Capture resolution, intended display resolution, file format, spi, color schemas, compression details, rights information, content description, acquisition date, digitization date, the traditional cataloging details of a physical item, and more….. descriptive, administrative, and technical metadata should all be included. The TIFF format allows this range… though I’d like to look more into PNG. If memory serves, I think it was popular a few years back but not widely adopted despite some clear advantages. And the imperative of interoperability would preclude this if so. Plus, David said that they have gone TIFF already.
I’ve developed several questions as I read this.. what kind of legal clearances might be an issue, what DAM software do we use? Have we already settled on a standard or modification of one? Would image reproduction standards be different for books and images? Are they already at OU? What type of scanner do we use currently? Just how interoperable do we want to be? Remember the story of the re’printing’ of our material on another libraries’ website…
Standardized filenaming .. an absolute must.
XML schema, the Metadata Object Description Schema (MODS), designed to both transmit selected data from existing MARC 21 records (so-called because they result from the harmonization of the Canadian and U.S. MARC formats in readiness for the twenty-first century) and enable the creation of original resource description records.

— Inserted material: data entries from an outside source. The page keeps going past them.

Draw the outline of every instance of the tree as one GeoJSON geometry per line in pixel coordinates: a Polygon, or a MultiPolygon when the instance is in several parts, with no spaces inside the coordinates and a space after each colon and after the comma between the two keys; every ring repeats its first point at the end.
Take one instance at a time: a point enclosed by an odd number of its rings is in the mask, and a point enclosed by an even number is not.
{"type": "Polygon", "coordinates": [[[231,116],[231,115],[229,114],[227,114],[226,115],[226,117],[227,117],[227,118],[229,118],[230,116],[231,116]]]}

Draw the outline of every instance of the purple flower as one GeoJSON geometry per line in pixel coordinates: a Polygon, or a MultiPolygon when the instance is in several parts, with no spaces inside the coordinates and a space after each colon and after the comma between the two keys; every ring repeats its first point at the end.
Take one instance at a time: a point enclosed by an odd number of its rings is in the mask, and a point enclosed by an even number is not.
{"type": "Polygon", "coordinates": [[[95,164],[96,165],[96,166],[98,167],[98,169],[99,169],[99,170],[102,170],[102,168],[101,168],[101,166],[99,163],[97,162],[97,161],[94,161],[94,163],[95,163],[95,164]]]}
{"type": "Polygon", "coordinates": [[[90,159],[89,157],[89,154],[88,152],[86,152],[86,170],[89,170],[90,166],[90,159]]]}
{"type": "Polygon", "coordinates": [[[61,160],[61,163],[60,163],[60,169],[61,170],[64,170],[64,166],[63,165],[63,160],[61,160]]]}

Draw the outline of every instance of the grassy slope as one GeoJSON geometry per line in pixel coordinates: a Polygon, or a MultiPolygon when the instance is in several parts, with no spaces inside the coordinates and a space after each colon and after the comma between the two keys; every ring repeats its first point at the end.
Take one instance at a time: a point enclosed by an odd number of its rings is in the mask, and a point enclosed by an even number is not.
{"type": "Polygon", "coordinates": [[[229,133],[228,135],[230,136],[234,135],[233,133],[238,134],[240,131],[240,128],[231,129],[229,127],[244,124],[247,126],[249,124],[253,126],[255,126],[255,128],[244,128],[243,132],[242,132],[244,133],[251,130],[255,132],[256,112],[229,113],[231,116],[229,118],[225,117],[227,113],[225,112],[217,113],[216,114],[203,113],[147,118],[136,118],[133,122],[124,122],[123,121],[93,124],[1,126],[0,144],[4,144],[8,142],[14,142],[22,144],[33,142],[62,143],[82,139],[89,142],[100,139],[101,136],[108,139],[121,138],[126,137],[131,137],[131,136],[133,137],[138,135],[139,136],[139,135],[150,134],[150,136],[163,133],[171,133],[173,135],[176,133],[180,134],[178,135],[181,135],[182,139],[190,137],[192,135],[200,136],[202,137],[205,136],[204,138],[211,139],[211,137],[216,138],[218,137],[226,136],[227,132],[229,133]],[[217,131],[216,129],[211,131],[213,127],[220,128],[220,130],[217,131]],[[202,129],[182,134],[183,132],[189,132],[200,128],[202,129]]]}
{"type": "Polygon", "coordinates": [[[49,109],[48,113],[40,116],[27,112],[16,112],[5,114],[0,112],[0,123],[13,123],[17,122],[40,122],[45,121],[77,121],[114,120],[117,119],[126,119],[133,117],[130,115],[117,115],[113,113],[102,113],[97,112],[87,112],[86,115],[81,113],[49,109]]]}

Dublin Core, developed as a core set of semantic elements for categorizing Web-based resources for easier search and retrieval, has become popular in the museum and education communities. The schema is deliberately simple, consisting of fifteen optional, repeatable data elements, designed to coexist with, and map to, other semantically and functionally richer metadata standards. Dublin Core’s simplicity makes it an excellent medium of exchange, and thus a basis for interoperability. The metadata harvesting protocol of the Open Archives Initiative (OAI), known as OAI-PMH, which provides a mechanism for harvesting or gathering XML-formatted metadata from diverse repositories, mandates Dublin Core as its common metadata format. The Dublin Core Metadata Initiative (DCMI) is also developing administrative and collection-level metadata element sets, and user communities have developed element qualifiers relevant to their own fields, which both enrich and complicate the standard.
The Research Libraries Group’s (RLG) Preservation Metadata Elements are intended to set out the minimum information needed to manage and maintain digital ?les over the long term and, unlike the schemas described above, capture technical, rather than descriptive, information. This element set may be combined with any descriptive element set to describe an image file.
MPEG-7, or Multimedia Content Description Interface, is an XML-based standard developed by the Motion Picture Experts Group (MPEG) to describe multimedia and audiovisual works and is likely to grow in importance over the next few years. It supports textual indexing (e.g., the use of controlled vocabularies for data elements such as subjects and genres) and nontextual or automatic indexing, such as shape recognition and color histogram searching. It also supports hierarchical or sequential description.
I think checksum quality control is inexpensive, easy to set-up and reasonably indicative of corrupt files, if present. Though I also think that random and prescribed periodic checks of scans is advisable.
I appreciate the need to make embedded metadata more accessible to search engine spiders so as to further improve user access. I need to look into more current thought on this.
I agree with the logical conclusion of strategies for preservation they present .. that is to capture high-quality images in standard file formats with sufficient identifying information for future viability and with LOCKSS. …also the use of open-standards and system-independent formats.
Finally, the OAIS Reference Model is of great interest to me and I tracked down this site..
http://www.oclc.org/programs/publications/reports/2009-04.pdf
which is a VERY recently published report of a survey done in oct/nov of last year about metadata creation workflows. I’m eager to see what the current thought is.